Steve, I'd actually been waiting on your response to Kevin's June 22, 2009 10:32 PM post, so... pretty disappointed to see you've deleted it. Bad form and certainly not gracious to either your readers or commenters.

trouscaillon, to each his own but I thought Steve did do the gracious thing. I followed some of the dissenting posts and thought they were incredibly stupid, nasty, and personal. The argumentation was so weak that it too managed to be offensive. But like I said, to each his own.

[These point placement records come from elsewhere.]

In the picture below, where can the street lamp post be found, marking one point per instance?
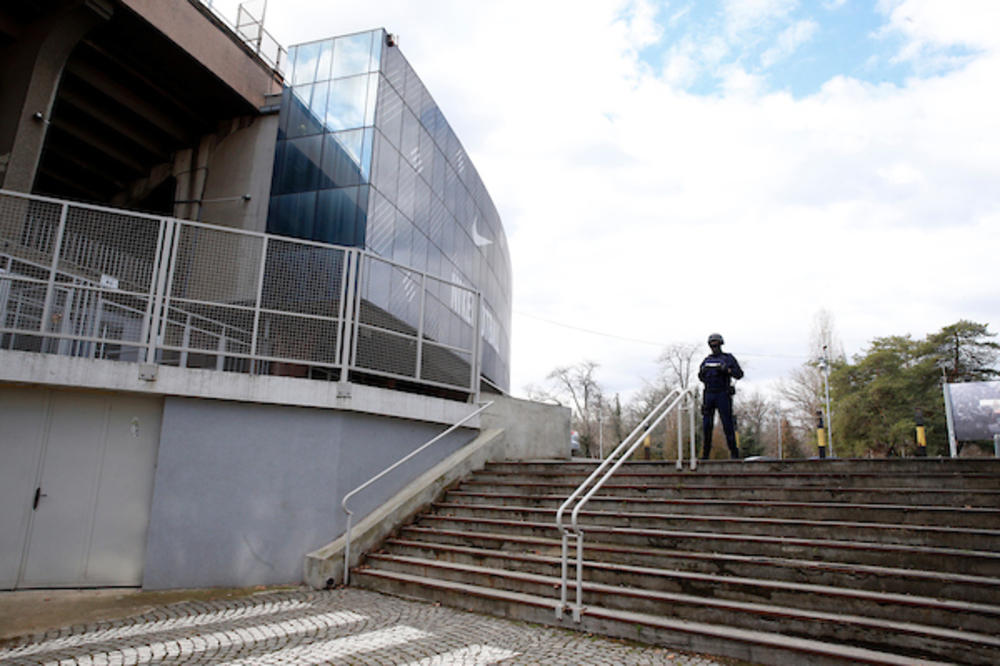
(824, 366)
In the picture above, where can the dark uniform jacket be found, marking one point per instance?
(716, 370)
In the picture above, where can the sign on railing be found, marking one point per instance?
(98, 282)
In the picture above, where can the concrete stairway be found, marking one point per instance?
(838, 561)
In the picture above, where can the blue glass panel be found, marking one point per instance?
(352, 54)
(366, 154)
(389, 116)
(317, 103)
(325, 60)
(372, 99)
(292, 215)
(337, 214)
(297, 164)
(306, 61)
(378, 41)
(302, 120)
(346, 108)
(341, 154)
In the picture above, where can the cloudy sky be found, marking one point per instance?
(666, 169)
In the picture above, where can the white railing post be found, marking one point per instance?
(346, 296)
(680, 439)
(254, 334)
(163, 270)
(673, 401)
(692, 403)
(53, 269)
(418, 367)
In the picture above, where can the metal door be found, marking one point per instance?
(88, 508)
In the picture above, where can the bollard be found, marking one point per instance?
(921, 435)
(820, 434)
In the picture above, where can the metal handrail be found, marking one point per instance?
(343, 502)
(676, 397)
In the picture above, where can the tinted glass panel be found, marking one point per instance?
(341, 154)
(352, 54)
(337, 215)
(292, 215)
(346, 108)
(298, 169)
(302, 120)
(306, 62)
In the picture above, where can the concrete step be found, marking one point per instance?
(525, 555)
(888, 466)
(749, 646)
(914, 535)
(960, 615)
(905, 639)
(902, 514)
(885, 495)
(776, 479)
(976, 563)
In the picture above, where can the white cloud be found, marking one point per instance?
(744, 15)
(790, 39)
(929, 29)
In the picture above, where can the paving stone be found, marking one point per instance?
(344, 626)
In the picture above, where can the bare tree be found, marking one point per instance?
(803, 390)
(578, 386)
(677, 363)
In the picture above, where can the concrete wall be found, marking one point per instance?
(243, 491)
(533, 430)
(242, 163)
(191, 28)
(53, 370)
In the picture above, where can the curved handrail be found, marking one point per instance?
(343, 502)
(615, 459)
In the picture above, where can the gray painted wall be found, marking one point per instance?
(275, 475)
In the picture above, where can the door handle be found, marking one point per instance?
(38, 495)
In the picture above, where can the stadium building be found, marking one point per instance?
(236, 281)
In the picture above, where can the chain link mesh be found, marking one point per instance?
(200, 296)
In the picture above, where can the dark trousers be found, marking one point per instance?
(722, 401)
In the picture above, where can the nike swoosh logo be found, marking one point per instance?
(480, 241)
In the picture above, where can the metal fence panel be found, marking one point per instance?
(103, 283)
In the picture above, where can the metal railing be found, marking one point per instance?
(250, 29)
(343, 503)
(677, 399)
(98, 282)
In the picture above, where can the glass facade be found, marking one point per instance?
(365, 158)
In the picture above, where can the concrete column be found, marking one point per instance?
(30, 71)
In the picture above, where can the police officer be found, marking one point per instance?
(716, 372)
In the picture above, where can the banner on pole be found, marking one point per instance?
(975, 410)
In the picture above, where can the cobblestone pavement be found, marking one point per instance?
(345, 626)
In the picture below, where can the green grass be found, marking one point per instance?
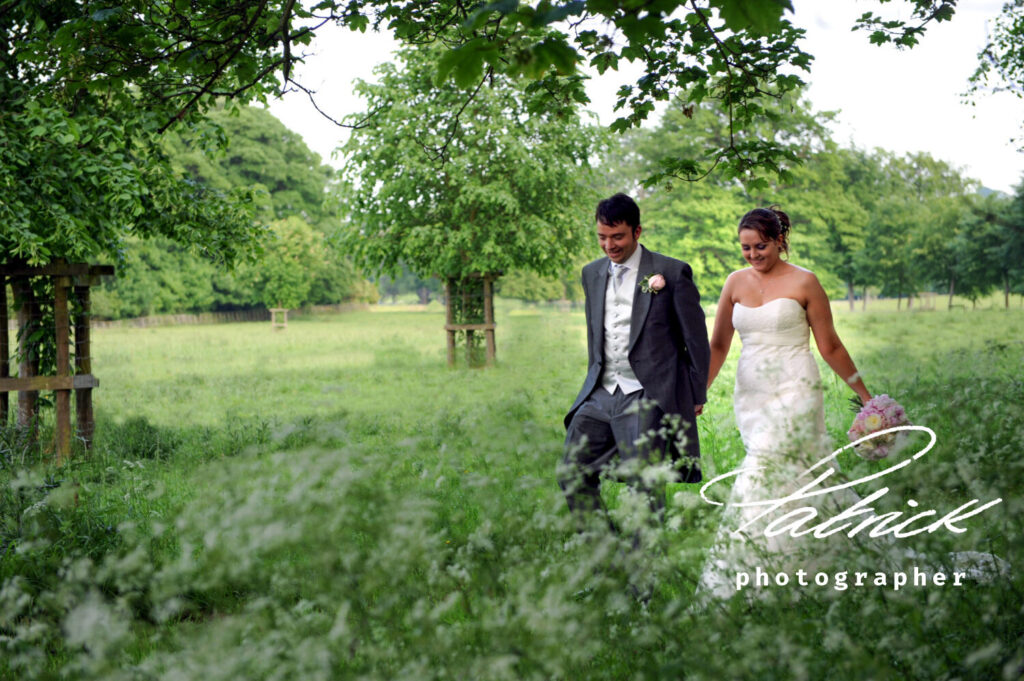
(333, 502)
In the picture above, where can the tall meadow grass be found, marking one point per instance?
(333, 502)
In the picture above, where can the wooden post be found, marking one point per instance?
(4, 350)
(488, 318)
(469, 332)
(61, 329)
(449, 321)
(275, 323)
(83, 366)
(28, 365)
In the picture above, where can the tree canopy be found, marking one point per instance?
(88, 88)
(512, 194)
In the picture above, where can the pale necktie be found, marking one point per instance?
(617, 273)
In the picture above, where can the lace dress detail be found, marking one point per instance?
(779, 409)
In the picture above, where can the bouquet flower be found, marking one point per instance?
(880, 413)
(652, 284)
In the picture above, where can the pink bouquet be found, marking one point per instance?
(880, 413)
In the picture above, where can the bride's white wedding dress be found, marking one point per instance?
(778, 402)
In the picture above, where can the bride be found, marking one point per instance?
(778, 402)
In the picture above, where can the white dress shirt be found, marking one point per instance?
(617, 317)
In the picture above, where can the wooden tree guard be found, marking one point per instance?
(276, 323)
(464, 290)
(69, 281)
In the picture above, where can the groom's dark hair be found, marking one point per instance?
(619, 208)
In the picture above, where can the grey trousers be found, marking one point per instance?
(601, 435)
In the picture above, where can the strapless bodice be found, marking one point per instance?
(778, 322)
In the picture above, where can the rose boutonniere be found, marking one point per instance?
(652, 284)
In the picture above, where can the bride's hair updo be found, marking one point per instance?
(770, 222)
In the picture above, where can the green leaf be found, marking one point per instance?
(103, 14)
(761, 17)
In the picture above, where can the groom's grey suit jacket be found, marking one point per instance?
(668, 348)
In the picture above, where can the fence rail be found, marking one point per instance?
(255, 314)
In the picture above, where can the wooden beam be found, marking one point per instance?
(61, 328)
(4, 350)
(83, 367)
(57, 269)
(28, 316)
(36, 383)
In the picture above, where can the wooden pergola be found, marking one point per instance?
(469, 307)
(71, 289)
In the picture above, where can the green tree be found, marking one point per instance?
(512, 193)
(262, 156)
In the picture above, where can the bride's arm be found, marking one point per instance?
(830, 347)
(721, 337)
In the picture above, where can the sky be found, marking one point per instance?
(901, 100)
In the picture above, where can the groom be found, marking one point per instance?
(648, 357)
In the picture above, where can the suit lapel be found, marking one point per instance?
(598, 285)
(641, 301)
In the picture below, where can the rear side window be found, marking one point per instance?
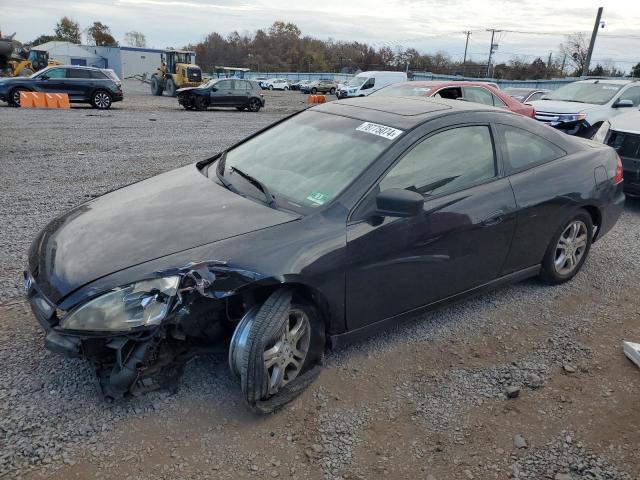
(525, 150)
(445, 162)
(97, 75)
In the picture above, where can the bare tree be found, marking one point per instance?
(575, 48)
(135, 39)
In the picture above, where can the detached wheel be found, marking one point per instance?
(156, 88)
(170, 88)
(101, 100)
(568, 249)
(254, 105)
(14, 96)
(276, 351)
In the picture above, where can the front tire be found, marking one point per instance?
(101, 100)
(276, 350)
(568, 249)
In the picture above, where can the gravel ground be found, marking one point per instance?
(427, 399)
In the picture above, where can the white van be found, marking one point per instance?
(365, 83)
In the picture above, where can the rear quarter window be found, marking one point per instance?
(524, 150)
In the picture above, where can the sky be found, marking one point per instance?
(427, 25)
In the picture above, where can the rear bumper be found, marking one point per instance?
(611, 213)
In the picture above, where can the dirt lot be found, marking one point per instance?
(426, 400)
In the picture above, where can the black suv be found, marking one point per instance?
(97, 86)
(222, 92)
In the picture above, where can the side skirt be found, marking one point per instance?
(342, 339)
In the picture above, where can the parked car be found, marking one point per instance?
(298, 85)
(97, 86)
(581, 107)
(326, 227)
(478, 92)
(365, 83)
(525, 95)
(276, 84)
(320, 86)
(623, 134)
(222, 92)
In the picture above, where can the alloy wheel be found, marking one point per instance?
(285, 358)
(571, 247)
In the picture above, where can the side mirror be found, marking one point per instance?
(397, 202)
(622, 104)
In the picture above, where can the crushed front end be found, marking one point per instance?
(138, 337)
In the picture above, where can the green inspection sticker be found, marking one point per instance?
(318, 197)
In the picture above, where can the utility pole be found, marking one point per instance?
(493, 47)
(467, 33)
(585, 70)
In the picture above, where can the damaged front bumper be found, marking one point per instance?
(152, 357)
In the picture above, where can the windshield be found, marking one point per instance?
(596, 93)
(402, 91)
(306, 161)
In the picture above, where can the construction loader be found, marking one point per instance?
(175, 71)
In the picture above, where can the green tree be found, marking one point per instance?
(99, 34)
(68, 30)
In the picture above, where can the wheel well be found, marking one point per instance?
(596, 218)
(300, 291)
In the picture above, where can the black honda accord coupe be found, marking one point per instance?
(323, 228)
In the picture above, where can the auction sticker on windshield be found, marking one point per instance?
(379, 130)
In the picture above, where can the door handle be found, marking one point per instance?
(493, 218)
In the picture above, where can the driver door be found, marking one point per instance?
(55, 81)
(459, 241)
(221, 94)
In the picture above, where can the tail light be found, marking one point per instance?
(619, 172)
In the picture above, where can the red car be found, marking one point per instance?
(477, 92)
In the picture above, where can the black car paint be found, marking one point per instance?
(221, 97)
(80, 90)
(363, 271)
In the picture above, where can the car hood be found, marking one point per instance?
(187, 89)
(558, 106)
(628, 122)
(162, 215)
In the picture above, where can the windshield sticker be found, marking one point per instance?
(318, 197)
(379, 130)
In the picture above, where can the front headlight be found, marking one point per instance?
(572, 118)
(140, 304)
(602, 132)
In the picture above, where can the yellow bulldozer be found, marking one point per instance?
(175, 71)
(17, 60)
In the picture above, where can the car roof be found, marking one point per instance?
(607, 80)
(399, 112)
(78, 67)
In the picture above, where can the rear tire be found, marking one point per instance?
(568, 249)
(276, 350)
(14, 96)
(101, 100)
(170, 88)
(156, 86)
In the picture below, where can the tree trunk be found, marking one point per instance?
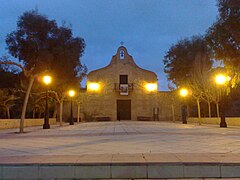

Still, there are limits and no one has to be a punching bag for those seeking outlets for their maladjustments.
If you scan back to June 21, 1:46pm you will see I invited some dialogue, no luck.
There are places for these types, I hope this isn't one of them.

trouscaillon, I'm sorry that you're disappointed.

But in my post of 2:12 p.m. on the 22nd, I laid out the conditions for Kevin's continued participation.

He defied those conditions.

And if there's anything I've learned from my awful, depressing years of teaching adolescent boys, it's that once you lay down a condition you must stick to it - or they'll walk right over you from there on out.

johnt: thanks, as always, for your good sense & good will.

Hesperado: Your claim that "the best thing that happened to Iran was the Shah" might just be defensible, had the Shah's regime not led to Khomeini's take-over. But it did.